Remember this date - 66 years ago in jazz history

Yes, it has been 66 years.

On July 17, 1954, something happened in Newport, Rhode Island that made an indelible mark on jazz history - and in the scope of popular music presentation as we know it today.

Before Woodstock, before Coachella, before Monterey, there was Newport.

The first Newport Jazz Festival, actually dubbed the American Jazz Festival that inaugural year, was held July 17 and 18, 1954 at historic Newport Casino, a stately tennis venue now known as the International Tennis Hall of Fame, along toney Bellevue Avenue.

A temporary bandshell, covered in thick cardboard, was erected on a berm overlook the tennis courts. As Burt Goldblatt recalled in his book, Newport Jazz Festival, The Illustrated History, the music kicked off at 9:18 that Saturday night when guitarist Eddie Condon's Dixieland band dug into the trad jazz classic "Musktat Ramble."
Newport Jazz Festival, 1954*

Other featured performers that inaugural weekend included singers Lee Wiley, Ella Fitzgerald and Billie Holiday; the Modern Jazz Quartet; and bands led by trumpeter Dizzy Gillespie, saxophonists Lee Konitz, Gil Melle and Gerry Mulligan, guitarist Johnny Smith, and pianists Oscar Peterson, George Shearing and Lennie Tristano. It closed with an explosive set by drummer Gene Krupa's trio. A few jam sessions and all-star mixing and matchings were thrown in for good measure. 

The festival that first year was estimated to have drawn a combined weekend crowd of 13,000.

Newport was the granddaddy of outdoor American music festivals that were quick to follow.

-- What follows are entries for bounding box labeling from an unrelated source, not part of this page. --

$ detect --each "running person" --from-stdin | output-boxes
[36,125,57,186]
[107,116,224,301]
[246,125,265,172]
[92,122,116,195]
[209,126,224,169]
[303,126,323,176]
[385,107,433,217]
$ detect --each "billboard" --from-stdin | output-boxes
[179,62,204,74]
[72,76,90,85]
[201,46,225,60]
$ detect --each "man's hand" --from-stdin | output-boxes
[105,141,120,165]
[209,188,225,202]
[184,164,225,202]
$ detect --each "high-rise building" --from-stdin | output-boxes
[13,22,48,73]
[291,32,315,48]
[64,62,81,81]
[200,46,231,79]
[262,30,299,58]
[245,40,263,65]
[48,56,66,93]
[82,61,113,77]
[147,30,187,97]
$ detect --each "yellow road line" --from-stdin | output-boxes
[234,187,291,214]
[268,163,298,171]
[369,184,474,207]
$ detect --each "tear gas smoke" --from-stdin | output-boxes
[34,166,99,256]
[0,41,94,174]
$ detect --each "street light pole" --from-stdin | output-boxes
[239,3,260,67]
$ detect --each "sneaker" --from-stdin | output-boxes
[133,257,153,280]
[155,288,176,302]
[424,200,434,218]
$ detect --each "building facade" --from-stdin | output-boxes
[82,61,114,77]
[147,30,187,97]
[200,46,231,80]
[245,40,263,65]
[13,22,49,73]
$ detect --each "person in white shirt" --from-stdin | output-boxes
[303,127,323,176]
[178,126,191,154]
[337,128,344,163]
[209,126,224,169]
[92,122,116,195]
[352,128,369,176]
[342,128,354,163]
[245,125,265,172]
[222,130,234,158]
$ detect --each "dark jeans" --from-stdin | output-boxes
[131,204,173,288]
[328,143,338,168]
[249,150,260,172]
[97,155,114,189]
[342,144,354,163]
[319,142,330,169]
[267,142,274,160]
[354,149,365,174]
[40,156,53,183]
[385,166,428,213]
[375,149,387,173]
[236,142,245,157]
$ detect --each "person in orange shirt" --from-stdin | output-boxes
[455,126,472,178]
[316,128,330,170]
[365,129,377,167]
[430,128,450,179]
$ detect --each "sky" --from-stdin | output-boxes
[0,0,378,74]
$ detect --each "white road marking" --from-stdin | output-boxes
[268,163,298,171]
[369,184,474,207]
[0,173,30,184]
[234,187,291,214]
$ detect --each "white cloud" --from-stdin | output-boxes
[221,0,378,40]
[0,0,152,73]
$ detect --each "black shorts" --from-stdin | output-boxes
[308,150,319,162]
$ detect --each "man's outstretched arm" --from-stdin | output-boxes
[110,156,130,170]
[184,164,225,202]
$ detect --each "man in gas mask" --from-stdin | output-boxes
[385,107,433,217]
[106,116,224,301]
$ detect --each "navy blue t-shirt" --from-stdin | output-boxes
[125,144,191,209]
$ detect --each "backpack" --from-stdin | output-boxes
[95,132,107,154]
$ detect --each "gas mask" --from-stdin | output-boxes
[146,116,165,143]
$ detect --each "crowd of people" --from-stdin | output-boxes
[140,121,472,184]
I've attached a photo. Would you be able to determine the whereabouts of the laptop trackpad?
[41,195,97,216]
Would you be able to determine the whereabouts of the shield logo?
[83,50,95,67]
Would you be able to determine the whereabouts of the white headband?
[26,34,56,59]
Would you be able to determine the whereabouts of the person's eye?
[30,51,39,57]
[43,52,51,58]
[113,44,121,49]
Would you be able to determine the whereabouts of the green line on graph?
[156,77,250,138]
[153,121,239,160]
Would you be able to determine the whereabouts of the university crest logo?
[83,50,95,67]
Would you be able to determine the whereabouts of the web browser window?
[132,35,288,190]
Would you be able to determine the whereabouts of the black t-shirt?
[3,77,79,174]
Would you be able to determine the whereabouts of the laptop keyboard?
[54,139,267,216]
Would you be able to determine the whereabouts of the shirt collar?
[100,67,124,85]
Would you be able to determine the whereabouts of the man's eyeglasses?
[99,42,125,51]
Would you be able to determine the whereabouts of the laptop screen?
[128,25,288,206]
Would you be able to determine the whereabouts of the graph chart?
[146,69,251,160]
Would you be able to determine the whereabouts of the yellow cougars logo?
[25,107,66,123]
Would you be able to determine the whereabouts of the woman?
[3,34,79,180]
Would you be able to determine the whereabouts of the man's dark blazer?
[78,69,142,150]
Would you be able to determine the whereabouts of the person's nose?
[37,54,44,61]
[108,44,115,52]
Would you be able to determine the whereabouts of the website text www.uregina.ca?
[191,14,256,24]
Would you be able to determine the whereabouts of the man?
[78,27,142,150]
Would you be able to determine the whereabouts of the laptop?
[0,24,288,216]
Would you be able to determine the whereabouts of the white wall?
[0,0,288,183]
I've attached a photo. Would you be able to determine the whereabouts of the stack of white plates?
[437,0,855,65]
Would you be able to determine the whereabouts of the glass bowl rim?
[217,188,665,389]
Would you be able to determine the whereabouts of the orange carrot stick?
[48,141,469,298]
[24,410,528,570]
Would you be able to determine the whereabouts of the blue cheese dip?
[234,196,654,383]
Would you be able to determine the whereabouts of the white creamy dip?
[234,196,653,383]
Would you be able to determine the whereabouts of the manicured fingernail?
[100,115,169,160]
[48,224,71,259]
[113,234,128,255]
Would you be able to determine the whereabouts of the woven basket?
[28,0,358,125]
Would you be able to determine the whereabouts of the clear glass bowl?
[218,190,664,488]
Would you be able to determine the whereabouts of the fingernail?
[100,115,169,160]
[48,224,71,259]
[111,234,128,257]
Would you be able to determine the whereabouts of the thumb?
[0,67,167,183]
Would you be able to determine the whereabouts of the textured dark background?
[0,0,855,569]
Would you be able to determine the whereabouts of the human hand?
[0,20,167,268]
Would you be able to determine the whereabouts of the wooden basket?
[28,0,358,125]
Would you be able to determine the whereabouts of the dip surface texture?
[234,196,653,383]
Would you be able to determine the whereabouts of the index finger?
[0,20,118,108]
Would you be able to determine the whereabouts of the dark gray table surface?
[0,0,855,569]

And all because Newport socialite Elaine Lorillard and her tobacco-heir husband, Louis, wanted to do something to enliven the stodgy summer scene. They hired George Wein, who wan Boston's Storyville jazz club, to produce the event.

Wein, now 94, is still at it. He oversees the Newport Festivals Foundation, a nonprofit that he and other forward thinkers created a few years ago to keep the Newport Jazz Festival and Newport Folk Festival alive well into the future. 

Like so many other events near and far, the 2020 edition of the Newport Jazz Festival was shelved because of the COVID-19 pandemic.

The many fans and supporters - and the musicians themselves, are waiting to see how the "new normal" will affect this large-scale outdoor gathering going forward. As a relative latecomer, I've been attending the Newport Jazz Festival annually since 1981, the year Wein brought the storied event back to Newport after a nine-year absence. 

Some history on that 1972-1980 absence
Gate crashers and bear-swilling rowdies not content to listen from the hillside, stormed Festival Field on Saturday July 3, 1971. bring that year's event to a premature end. Ironically, Dionne Warwicke was on stage singing "what the World Needs Now Is Love" when the fences came crashing down. Wein took his concept to New York City. 

The festival returned to Newport in 1981 as the city's movers and shakers realized times had changed - and the event could be held at a more controlled setting, Fort Adams State Park, located on a peninsula across Newport Harbor from the downtown business district.
  
      *photo courtesy of Newport Festivals Foundation archives.